There were 11 accredited maternity units in 2010 (2%), 29 in 2016 (6%) and 48 in 2021 (11%). Figure 1 shows on a map the number of BFHI-accredited maternity units by French administrative department by survey year.

Figure 1.

Figure 1.

Number of Baby-Friendly Hospital Initiative (BFHI)-accredited maternity units by French administrative departments in 2010 (A), 2016 (B) and 2021 (C) in metropolitan France. Data source: BFHI France

Supplementary Table S3 (available as Supplementary data at IJE online) outlines the number of maternity units included, their BFHI accreditation status and their characteristics. Most of the BFHI-accredited maternity units have a status of ‘other public’ (not public regional or university), level of care I (with an obstetrics ward) and a size of less than 2000 annual deliveries.

Impact of the BFHI on breastfeeding rates

In our final model, the BFHI was associated with increased rates of exclusive breastfeeding [+5.8 percentage points (95% CI, 3.4, 8.1)] and any breastfeeding [+4.1 (95% CI, 2.0, 6.2)] and with decreased rates of mixed breastfeeding [-1.7 (95% CI, -3.2, 0)].

To investigate the impact of adjusting on covariates on these estimates, we present in Figure 2 the marginal effect of the BFHI on breastfeeding rates for all five models. We also present the marginal predictions per model for BFHI-accredited maternity units in Supplementary Table S4 (available as Supplementary data at IJE online) and for non-accredited in Supplementary Table S5 (available as Supplementary data at IJE online). Supplementary Table S6 (available as Supplementary data at IJE online) outlines the variables included and selected for each modelling step. Once selected, the variables remained significant in all subsequent modelling steps.

Figure 2.

Figure 2.

Difference in predicted exclusive (only breastmilk), mixed (breastmilk and formula) and any (addition of exclusive and mixed) breastfeeding rates in maternity units between mothers who delivered in a Baby-Friendly Hospital Initiative (BFHI)-accredited maternity unit and those that delivered in non-BFHI-accredited maternity units, or the marginal effect of the BFHI. Any breastfeeding rates are equal to the sum of exclusive and mixed breastfeeding rates. The five nested models cumulatively adjusted for the BFHI and the year (model one), the individual characteristics (Model two), the maternity unit characteristics (Model three), the French administrative department characteristics and random effect (Model four) and interaction terms between the BFHI and some individual characteristics (Model five). Data source: 2010, 2016 and 2021 French Perinatal National Surveys

Model one included only the survey year and the BFHI status. It predicted that mothers would exclusively breastfeed +6.1 (95% CI, 3.9, 8.5) percentage points if they had given birth in a BFHI-accredited maternity unit than if they had delivered in a non-accredited maternity unit. This estimate remained quite stable throughout all other models.

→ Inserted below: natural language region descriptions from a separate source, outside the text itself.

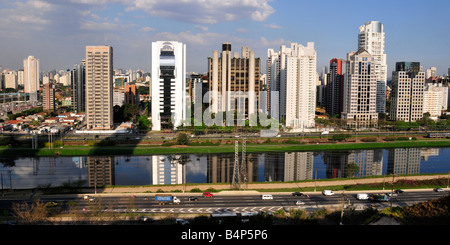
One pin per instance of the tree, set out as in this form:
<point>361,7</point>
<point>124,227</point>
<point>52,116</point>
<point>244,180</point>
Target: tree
<point>130,112</point>
<point>144,123</point>
<point>182,139</point>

Regarding mixed breastfeeding, the marginal effect of the BFHI inMmodel one was -6.2 (95% CI, -7.1, -5.2) points and increased to -1.7 (95% CI, -3.2, 0) points in Model five. We observed the most important change when adjusting for the characteristics and the random effect of the French administrative departments: the marginal effect of the BFHI then flattened towards zero.

The BFHI was associated with an increase in the rate of any breastfeeding that ranged from 0 points (95% CI, -2.2, 2.2) in the unadjusted model (Model 1) to +4.1 points (95% CI, 2.0, 6.2) in the fully adjusted model (Model 5). Noticeably, the 95% CI of this marginal effect excluded the zero once the model included the spatial random effect (Model 4).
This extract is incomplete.